The action wraps the global tool, so its inputs (file, output, protections, preset, strong-name-key, config files…) map 1:1 to the CLI. No action needed if you prefer two lines of shell — dotnet tool install --global BitMono.GlobalTool and bitmono.console -f … --preset Maximum do the same thing.

5. Unity#

  • Unity 2020+ — download the .tgz UPM package from Releases, then Window → Package Manager → + → Add package from tarball.
  • Unity 2018–2019 — use the legacy .unitypackage: Assets → Import Package → Custom Package.
  • Working against the repoAdd package from git URL with https://github.com/sunnamed434/BitMono.git#vX.Y.Z.

One caution for Unity (and everywhere, really): protections differ in which runtimes they support — some target .NET Framework, some .NET, some Mono or Unity specifically.

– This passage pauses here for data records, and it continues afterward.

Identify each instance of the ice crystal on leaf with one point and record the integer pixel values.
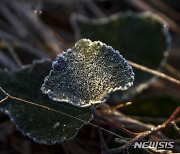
(87, 73)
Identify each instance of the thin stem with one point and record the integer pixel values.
(103, 144)
(8, 96)
(151, 71)
(4, 99)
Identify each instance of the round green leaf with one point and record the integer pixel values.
(140, 37)
(87, 73)
(42, 125)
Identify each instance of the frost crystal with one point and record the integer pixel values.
(87, 73)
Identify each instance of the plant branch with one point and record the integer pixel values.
(151, 71)
(8, 96)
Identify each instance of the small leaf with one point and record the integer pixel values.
(44, 126)
(87, 73)
(140, 37)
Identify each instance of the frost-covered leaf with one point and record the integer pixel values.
(140, 37)
(44, 126)
(87, 73)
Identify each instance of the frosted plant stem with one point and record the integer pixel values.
(8, 96)
(103, 144)
(151, 71)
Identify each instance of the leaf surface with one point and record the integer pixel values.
(42, 125)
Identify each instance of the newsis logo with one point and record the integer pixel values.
(154, 144)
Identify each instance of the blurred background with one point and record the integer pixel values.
(31, 30)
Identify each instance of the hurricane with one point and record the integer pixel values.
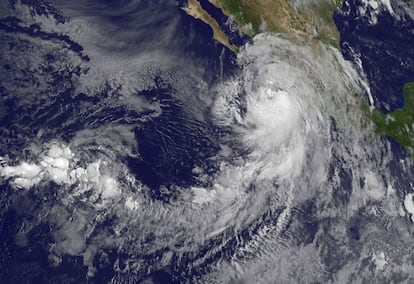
(147, 166)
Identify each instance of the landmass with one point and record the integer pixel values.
(399, 124)
(301, 22)
(194, 9)
(305, 22)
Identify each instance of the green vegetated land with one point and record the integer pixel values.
(399, 124)
(310, 20)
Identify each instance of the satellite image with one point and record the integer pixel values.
(206, 141)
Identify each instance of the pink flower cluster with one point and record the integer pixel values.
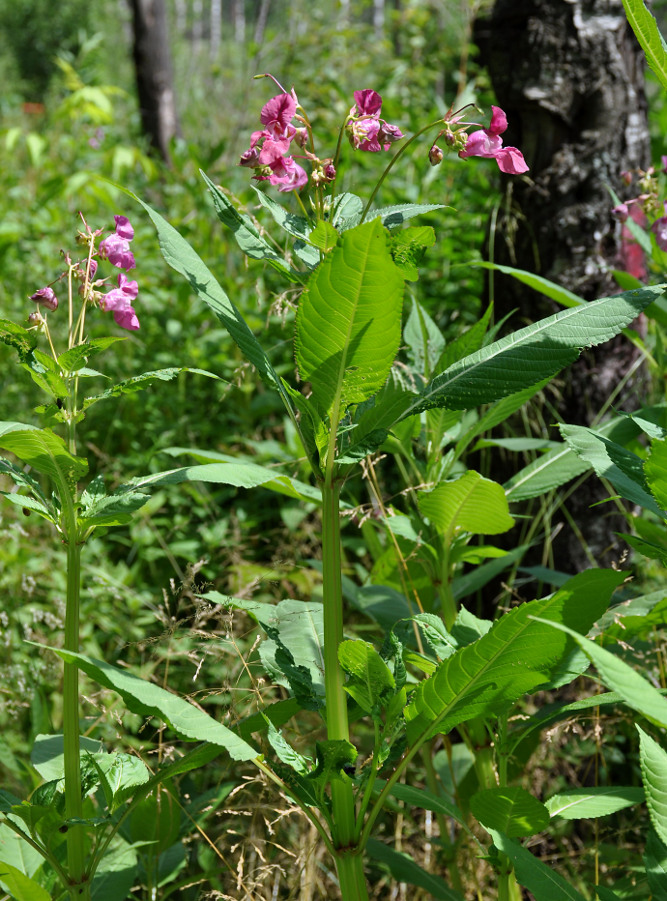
(487, 143)
(116, 249)
(269, 148)
(365, 129)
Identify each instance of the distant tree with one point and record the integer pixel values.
(569, 74)
(34, 32)
(155, 87)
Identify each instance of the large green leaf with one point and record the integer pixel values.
(147, 699)
(611, 461)
(44, 451)
(181, 257)
(648, 34)
(511, 810)
(653, 760)
(513, 658)
(585, 803)
(543, 882)
(348, 322)
(470, 503)
(532, 354)
(636, 691)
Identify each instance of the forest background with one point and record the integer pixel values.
(70, 130)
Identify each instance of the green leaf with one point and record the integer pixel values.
(348, 322)
(44, 451)
(408, 247)
(538, 283)
(636, 691)
(588, 803)
(653, 761)
(20, 886)
(393, 216)
(612, 462)
(296, 625)
(648, 34)
(511, 810)
(655, 864)
(324, 236)
(404, 869)
(470, 503)
(143, 381)
(371, 680)
(655, 470)
(245, 233)
(148, 699)
(544, 883)
(512, 659)
(532, 354)
(181, 257)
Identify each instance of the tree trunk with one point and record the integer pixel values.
(569, 75)
(152, 62)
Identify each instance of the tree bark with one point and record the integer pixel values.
(152, 61)
(569, 75)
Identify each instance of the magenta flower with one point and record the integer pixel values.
(366, 130)
(117, 251)
(119, 301)
(46, 297)
(487, 143)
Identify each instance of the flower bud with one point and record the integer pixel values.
(435, 155)
(46, 298)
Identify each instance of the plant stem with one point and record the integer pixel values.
(73, 800)
(336, 699)
(350, 869)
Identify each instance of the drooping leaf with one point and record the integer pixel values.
(655, 470)
(531, 354)
(655, 864)
(181, 257)
(348, 322)
(147, 699)
(371, 681)
(620, 466)
(511, 810)
(513, 658)
(616, 674)
(44, 451)
(245, 233)
(648, 34)
(404, 869)
(543, 882)
(653, 760)
(588, 803)
(470, 503)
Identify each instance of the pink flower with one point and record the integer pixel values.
(46, 297)
(366, 130)
(487, 143)
(117, 251)
(119, 301)
(123, 227)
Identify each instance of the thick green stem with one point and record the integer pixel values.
(73, 801)
(350, 869)
(336, 699)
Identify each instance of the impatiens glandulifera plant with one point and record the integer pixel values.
(380, 705)
(81, 841)
(432, 672)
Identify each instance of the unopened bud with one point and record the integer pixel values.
(435, 155)
(46, 298)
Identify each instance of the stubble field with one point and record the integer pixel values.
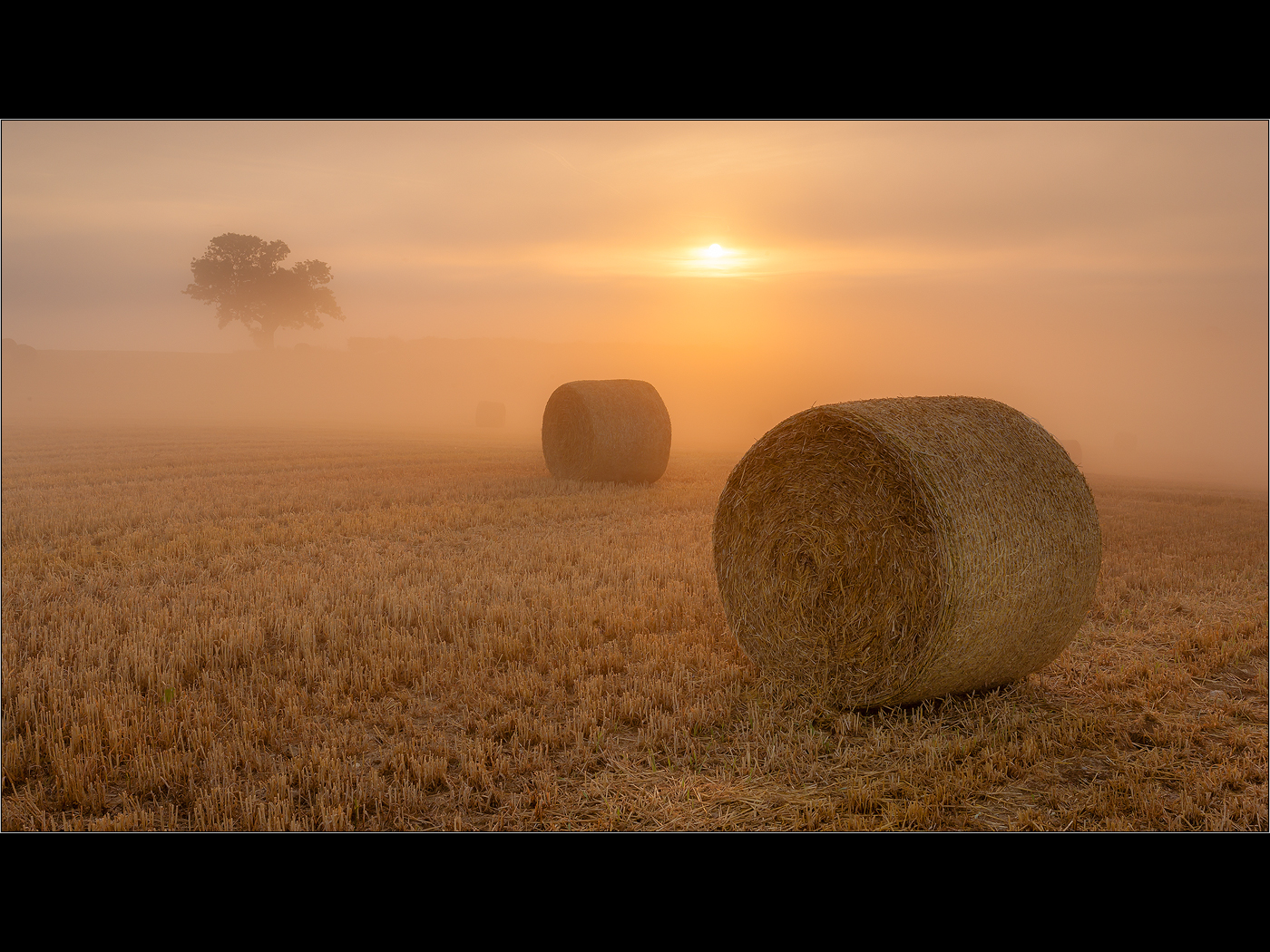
(300, 630)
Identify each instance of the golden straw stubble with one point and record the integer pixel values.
(886, 551)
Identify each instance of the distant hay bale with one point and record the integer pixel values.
(606, 431)
(886, 551)
(491, 414)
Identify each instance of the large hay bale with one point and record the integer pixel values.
(886, 551)
(607, 431)
(491, 414)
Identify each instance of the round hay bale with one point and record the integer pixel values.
(491, 414)
(886, 551)
(606, 431)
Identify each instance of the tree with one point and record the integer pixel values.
(243, 276)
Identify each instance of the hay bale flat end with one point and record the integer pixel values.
(606, 431)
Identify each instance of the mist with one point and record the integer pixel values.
(1109, 279)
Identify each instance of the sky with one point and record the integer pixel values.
(1108, 278)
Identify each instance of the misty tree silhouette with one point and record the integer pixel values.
(241, 275)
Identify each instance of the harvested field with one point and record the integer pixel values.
(301, 630)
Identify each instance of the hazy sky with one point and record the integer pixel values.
(1094, 269)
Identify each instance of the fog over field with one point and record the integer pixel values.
(1108, 279)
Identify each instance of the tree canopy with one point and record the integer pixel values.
(241, 275)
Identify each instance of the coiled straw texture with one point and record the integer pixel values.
(606, 431)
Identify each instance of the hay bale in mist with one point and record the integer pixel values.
(491, 414)
(613, 431)
(886, 551)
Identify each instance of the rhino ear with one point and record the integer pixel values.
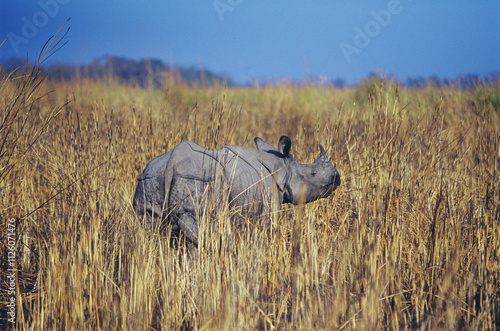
(262, 145)
(322, 155)
(284, 145)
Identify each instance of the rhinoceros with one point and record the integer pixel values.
(177, 186)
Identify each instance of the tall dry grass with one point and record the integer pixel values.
(410, 240)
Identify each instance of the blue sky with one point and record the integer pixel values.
(266, 40)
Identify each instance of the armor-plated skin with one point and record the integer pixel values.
(179, 185)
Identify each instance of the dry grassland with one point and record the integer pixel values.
(410, 240)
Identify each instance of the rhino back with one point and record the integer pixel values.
(253, 177)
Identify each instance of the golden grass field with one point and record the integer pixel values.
(410, 239)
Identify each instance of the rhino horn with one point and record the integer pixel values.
(322, 155)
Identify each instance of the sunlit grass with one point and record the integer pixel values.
(410, 240)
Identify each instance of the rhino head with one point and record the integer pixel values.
(305, 182)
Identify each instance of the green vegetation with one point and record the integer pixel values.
(410, 240)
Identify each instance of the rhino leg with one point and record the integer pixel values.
(189, 226)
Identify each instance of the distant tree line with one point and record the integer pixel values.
(152, 73)
(146, 73)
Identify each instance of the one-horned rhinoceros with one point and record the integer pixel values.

The docs list compatibility per protection; test a build on your target platform before shipping.

Tuning: protections.json and criticals.json#

Two files do most of the work:

  • protections.json — the toggle list: which protections run on your assembly. The presets (Minimal / Balanced / Maximum) are just curated versions of this list.
  • criticals.json — the do-not-rename list. Renaming breaks anything resolved by name at runtime: reflection, JSON serialization, DI by convention, Unity's serialized fields and inspector wiring. List those types and members here and the renamer walks around them.

A workflow that works: start at Balanced, obfuscate, run the app and its tests, then step up to Maximum and add criticals.json entries as breakage points them out. An obfuscated build you never ran is a build you shipped broken.

Strong-named assemblies#

If your input assembly is strong-named, hand BitMono the key (--strong-name-key on the CLI and the action, StrongNameKeyFile in config) so the output is re-signed and still loads wherever the signature is checked. Note the direction: BitMono re-signs assemblies that were already strong-named — it won't add a strong name to an unsigned input.

Verify the result#

Open the output in ILSpy or dnSpyEx. You should see renamed symbols, no readable strings — and depending on the protections, the tool may refuse to load the file at all. That's the product working. Then do the step people skip: run the obfuscated build. Click through the app, run the test suite against it, put a smoke test after the obfuscation step in CI.

If something breaks, it's almost always renaming versus reflection or serialization — fix it with criticals.json. Beyond that: the troubleshooting guide, Discord, or GitHub issues.